You can also use templates when adding rules. The template goes inside any property under the operations property for a rule. Templates can contain JavaScript-like syntax that have input variables automatically inserted for usage. See the alert rule schema for more information about the templates property.

Managing alerts

From within the Alerts table, you are able to select and view individual alerts. By selecting a particular alert, you can view its activity and review the query and its results over time.

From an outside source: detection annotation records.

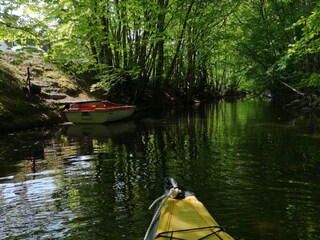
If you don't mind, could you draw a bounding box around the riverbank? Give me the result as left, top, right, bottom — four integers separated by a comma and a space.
0, 51, 93, 132
0, 51, 320, 132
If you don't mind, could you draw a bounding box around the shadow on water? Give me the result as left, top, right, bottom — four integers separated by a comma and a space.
0, 100, 320, 240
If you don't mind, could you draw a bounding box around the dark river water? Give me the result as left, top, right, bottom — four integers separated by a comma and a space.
0, 99, 320, 240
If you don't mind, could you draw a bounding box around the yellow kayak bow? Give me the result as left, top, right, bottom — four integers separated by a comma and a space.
144, 178, 233, 240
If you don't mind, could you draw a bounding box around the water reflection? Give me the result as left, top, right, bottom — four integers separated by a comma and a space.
0, 100, 320, 240
66, 121, 136, 137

JupiterOne Alert activity view

From within the table, you can also edit the rule associated to the alert and dismiss the alert. Dismissing an alert will stop the alert from running until its the next evaluation has results.

Rule Evaluation History

You can also view the history of rule evaluations whether they've created an alert or not. When you click into a rule from the Rules page, the Evaluation History tab will show you the following information:

JupiterOne Alert activity view

  • The results of the query(ies) associated with the rule configuration, as well as the evaluation duration.
    • If there were new entities found compared to the rule's last successful evaluation, you can toggle to view only the new entities. Note that if the query has changed between evaluation runs, the results may all be considered new.
  • Whether the condition to proceed to running actions was met.
    • The default condition on a rule is met when the number of the first query's results is greater than 0.
  • The actions that were taken, if any, and the status of those actions.
    • If there were action failures, there are logs to help troubleshoot the issue.